Uno di loro scosse il capo.
«Ancora niente».
Si trattava di uno di coloro che avevano gridato con maggiore vigore il nome di Dulinsky, durante il trionfo della notte, ma ora il suo volto non mostrava più alcun entusiasmo. Improvvisamente si curvò, e raccolse un sasso, e lo gettò contro un gruppetto di ragazzi che attendevano in disparte, evidentemente desiderosi di assistere a qualcosa di spettacolare.
«Via!» gridò. «Non è un gioco per divertirvi, questo. Filate!»
Se ne andarono, ma non troppo lontano. Len ritornò sulla porta dell’ufficio. Era un caldo soffocante, l’aria era immobile, pesante. Esaù si mosse, appoggiandosi allo stipite della porta.
«Len».
«Cosa vuoi?»
«Cosa faremo, se vengono?»
«Come faccio a saperlo? Dovremo combattere, suppongo. Vedremo quel che accadrà. Come faccio a saperlo?»
«Be’, io so una cosa,» disse Esaù, con aria di sfida. «Non ho intenzione di rompermi il collo per Dulinsky. All’inferno anche lui».
«Va bene, prova a escogitare qualcosa». C’era un senso di collera, ora, che pervadeva Len, una cosa ancora vaga e indistinta, priva di una direzione precisa, ma sufficiente a renderlo nervoso e impaziente. Forse era perché lui aveva paura, e la paura lo mandava in collera. Ma sapeva qual era il corso dei pensieri di Esaù, e non voleva che l’altro li esponesse a voce alta.

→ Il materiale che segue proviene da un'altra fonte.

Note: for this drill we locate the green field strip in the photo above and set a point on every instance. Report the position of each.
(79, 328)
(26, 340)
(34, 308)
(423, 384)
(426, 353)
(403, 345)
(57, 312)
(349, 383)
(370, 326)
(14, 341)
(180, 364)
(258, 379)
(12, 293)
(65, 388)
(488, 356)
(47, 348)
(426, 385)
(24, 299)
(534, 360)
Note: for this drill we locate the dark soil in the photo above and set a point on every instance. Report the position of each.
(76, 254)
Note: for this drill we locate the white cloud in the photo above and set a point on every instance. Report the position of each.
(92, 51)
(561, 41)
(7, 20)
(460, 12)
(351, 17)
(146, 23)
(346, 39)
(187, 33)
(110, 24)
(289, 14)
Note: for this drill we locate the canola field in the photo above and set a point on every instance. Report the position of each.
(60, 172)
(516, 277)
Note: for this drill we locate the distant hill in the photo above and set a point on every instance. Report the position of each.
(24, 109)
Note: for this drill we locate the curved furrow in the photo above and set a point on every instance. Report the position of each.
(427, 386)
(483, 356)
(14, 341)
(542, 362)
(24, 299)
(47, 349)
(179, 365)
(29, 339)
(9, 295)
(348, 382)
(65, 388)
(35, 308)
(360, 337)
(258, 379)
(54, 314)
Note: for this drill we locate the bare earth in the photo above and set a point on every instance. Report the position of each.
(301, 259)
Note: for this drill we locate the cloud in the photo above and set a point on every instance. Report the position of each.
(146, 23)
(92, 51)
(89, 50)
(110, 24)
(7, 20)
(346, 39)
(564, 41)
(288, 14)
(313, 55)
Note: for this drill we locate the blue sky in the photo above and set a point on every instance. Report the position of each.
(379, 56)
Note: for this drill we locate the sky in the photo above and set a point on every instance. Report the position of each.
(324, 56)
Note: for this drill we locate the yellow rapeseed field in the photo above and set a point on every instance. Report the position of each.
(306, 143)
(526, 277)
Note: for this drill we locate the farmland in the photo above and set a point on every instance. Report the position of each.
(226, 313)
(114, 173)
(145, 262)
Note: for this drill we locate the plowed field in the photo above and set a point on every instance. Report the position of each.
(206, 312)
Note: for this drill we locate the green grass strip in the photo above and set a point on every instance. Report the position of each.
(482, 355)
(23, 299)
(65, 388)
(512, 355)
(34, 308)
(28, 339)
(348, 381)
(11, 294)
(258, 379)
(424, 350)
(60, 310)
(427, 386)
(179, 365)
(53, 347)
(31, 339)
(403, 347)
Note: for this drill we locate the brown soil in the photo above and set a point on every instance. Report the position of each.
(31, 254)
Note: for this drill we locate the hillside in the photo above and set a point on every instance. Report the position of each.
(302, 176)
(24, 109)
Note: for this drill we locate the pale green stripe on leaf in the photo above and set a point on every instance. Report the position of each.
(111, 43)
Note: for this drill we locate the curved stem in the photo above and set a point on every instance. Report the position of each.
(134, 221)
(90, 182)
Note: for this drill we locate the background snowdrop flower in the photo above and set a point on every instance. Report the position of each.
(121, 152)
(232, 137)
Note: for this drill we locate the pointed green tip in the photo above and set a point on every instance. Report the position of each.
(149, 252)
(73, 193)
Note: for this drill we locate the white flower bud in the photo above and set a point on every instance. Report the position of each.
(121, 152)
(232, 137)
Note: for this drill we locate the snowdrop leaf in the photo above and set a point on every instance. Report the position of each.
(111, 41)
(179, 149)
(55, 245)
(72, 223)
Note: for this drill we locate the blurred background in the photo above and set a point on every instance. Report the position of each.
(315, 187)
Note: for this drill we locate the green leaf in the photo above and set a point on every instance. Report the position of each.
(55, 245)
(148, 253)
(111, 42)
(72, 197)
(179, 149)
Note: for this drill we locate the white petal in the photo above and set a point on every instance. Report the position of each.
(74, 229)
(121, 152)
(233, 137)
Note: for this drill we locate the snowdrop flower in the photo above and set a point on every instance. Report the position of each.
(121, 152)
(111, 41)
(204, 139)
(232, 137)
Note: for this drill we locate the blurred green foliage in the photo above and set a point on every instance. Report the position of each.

«Ci puoi scommettere,» disse Esaù. «Sì, ci puoi scommettere. Il magazzino è suo, non mio. Che sia lui a combattere per difenderlo. Lui non rischierebbe certamente la pelle per difendere qualcosa di mio. Io…»
«Zitto,» disse Len. «Guarda».
Il giudice Taylor si stava avvicinando, lungo i moli. Esaù imprecò, nervosamente, e scivolò all’interno dell’ufficio, per non farsi vedere. Len aspettò, consapevole dello sguardo di tutti gli uomini fisso su di lui, come se quanto stava per accadere fosse stato di grande importanza.
Taylor venne alla porta, e si fermò.
«Di’ a Mike che voglio vederlo,» disse.
Len rispose:
«Non è qui».
Il giudice lo studiò, cercando di capire se Len gli avesse detto o no la verità. Il suo volto era livido, e gli occhi erano stranamente duri e febbricitanti.
«Sono venuto,» disse, «Per offrire a Mike l’ultima opportunità».
«È in paese, da qualche parte,» disse Len. «Forse potrete trovarlo là».
Taylor scosse il capo.
«È la volontà del Signore,» disse, e si voltò, e se ne andò. Giunto all’angolo dell’ufficio, si fermò di nuovo, e disse, «Ti avevo avvertito, Len. Ma non esiste peggior cieco di colui che non vuole vedere».
«Aspettate!» disse Len. In due passi raggiunse il giudice, e lo guardò negli occhi, e rabbrividì, «Voi sapete qualcosa. Di che si tratta?»
«La volontà del Signore,» disse il giudice, «Ti verrà rivelata quando verrà il momento».
Len si avvicinò ancora, e lo afferrò per il colletto del suo bellissimo abito, e lo scosse:
«Parlate per voi, giudice!» disse, irato. «Il Signore deve essere nauseato di vedere che tutti si nascondono dietro di Lui! Non succede niente, in questo paese, senza che voi ci mettiate lo zampino. Cosa c’è, adesso?»
Un po’ del fuoco ipocrita che aveva invaso gli occhi del giudice si spense. Egli abbassò lo sguardo, scandalizzato, incredulo che Len lo avesse preso per la giacca così rudemente. Len lo lasciò andare.
«Mi dispiace,» disse. «Ma io voglio sapere».
«Sì,» disse a bassa voce il giudice Taylor. «Sì, tu vuoi sapere. È stato sempre questo il tuo guaio. Non ti dissi io stesso di trovare il tuo limite, prima che fosse troppo tardi?»
Il suo volto si addolcì, divenne gentile, pieno di autentico dispiacere.
«È un peccato, Len. È un vero peccato. Avrei potuto volerti bene come a un figlio».